Before I came to Japan, I couldn’t say I was very good friends with beansprouts. In the school lunch when I was a child, we would have a sort of noodle beansprout dish that I was always a bit dismayed at: mostly because there were more beansprouts than noodles in the dish! Also, I think they weren’t cooked probably maybe, but I don’t clearly remember. Anyway, bean sprouts on a whole have a very poor reputation in America, but actually they are used in all sorts of delicious dishes here in Japan. They are also quite healthy and easy to grow at home, which make them a very wonderful plant. So bean sprouts and I have become friends once again today.
Oh and another note about today’s food: note the soup has shark fin in it!
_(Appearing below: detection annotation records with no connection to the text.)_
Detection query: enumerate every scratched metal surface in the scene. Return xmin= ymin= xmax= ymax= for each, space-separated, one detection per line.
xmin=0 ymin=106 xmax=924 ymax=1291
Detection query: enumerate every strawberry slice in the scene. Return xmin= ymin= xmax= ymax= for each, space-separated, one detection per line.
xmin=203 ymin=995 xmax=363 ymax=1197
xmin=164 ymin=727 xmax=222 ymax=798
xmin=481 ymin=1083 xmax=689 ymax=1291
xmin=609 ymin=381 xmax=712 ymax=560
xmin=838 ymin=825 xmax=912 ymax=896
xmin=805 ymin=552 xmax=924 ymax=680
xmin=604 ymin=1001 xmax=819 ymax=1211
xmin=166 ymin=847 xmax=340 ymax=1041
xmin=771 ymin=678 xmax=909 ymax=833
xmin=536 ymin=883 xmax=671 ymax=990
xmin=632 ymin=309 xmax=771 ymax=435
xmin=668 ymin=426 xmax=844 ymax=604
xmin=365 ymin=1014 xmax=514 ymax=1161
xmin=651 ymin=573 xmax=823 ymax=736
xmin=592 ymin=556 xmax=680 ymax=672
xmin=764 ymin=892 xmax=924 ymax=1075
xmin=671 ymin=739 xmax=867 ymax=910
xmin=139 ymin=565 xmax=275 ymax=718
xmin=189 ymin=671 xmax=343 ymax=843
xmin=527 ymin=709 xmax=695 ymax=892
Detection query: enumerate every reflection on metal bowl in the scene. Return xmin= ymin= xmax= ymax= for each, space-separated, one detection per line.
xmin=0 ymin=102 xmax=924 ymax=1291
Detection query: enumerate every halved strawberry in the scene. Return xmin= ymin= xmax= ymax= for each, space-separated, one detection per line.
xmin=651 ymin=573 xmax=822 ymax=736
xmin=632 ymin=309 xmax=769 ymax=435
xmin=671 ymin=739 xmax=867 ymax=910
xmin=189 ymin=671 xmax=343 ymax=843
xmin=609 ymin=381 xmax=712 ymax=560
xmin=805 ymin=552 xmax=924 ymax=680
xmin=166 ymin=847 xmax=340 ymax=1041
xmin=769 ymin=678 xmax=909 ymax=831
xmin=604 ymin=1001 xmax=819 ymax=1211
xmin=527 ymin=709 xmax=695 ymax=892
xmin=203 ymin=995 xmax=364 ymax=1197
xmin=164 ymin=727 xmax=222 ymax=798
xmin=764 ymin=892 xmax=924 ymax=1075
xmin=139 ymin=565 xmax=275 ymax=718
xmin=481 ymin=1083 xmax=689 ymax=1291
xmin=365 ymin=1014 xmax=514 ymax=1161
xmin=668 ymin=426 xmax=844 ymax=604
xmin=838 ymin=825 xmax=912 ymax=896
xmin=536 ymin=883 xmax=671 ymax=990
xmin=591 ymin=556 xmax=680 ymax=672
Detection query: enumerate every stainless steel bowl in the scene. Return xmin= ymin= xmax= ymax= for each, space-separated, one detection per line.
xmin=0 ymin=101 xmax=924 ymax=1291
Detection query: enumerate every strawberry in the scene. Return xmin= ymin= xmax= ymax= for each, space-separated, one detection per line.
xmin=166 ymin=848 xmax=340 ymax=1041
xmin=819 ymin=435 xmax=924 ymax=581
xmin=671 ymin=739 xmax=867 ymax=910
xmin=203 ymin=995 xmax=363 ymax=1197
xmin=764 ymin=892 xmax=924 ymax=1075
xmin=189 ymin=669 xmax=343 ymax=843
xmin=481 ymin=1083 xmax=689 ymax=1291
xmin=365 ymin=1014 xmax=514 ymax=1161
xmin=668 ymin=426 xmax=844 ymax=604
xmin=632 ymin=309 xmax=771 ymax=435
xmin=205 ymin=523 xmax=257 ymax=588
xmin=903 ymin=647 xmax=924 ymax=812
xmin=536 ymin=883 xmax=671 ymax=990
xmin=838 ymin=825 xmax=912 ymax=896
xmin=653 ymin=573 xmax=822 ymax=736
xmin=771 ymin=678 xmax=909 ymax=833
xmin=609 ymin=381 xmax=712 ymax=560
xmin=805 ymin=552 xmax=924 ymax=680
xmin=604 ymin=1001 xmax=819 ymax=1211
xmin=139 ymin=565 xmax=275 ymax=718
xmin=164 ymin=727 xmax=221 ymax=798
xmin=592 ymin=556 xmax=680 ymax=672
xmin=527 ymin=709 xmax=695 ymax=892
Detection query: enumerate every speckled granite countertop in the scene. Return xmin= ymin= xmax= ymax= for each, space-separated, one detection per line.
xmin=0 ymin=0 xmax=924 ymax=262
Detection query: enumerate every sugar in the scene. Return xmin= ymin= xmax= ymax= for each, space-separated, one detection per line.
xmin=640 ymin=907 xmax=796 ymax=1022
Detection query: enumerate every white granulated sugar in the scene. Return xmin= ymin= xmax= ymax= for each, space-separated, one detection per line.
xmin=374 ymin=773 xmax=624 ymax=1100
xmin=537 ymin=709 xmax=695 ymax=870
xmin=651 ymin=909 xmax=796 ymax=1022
Maybe it will make my skin beautiful!
The third years got their year books today. In my homeland, all students have the option of purchasing the year book, and the bulk of year book contains portrait photographs of every student, which serves as a sort of record of all the pupils enrolled every year. In Japan, only the third years get yearbooks, and they contain just photoes and messages all about the third years. However, at the Entrance and Graduation ceremony, formal photographs are taken of all the students together, and that in turn serves as a record of the pupils enrolled. The tradition of taking a group photograph goes back to the start and public schooling/photography in Japan. Some of my schools have posted on the wall such group photographs going back to the Taisho period (1920s). It is pretty fascinating to look at them: how the number of students decreased, how the clothing and fashions changed, how the school building changed, and even how the features of the students and teachers faces changed as time progressed through the frontier period, through the war and finally into the modern era.
A Year Book photograph from the Taisho Period! From my personal collection.
The charming snow sculpture in front of the school made by the students. It is a mushroom character called “Nameko”.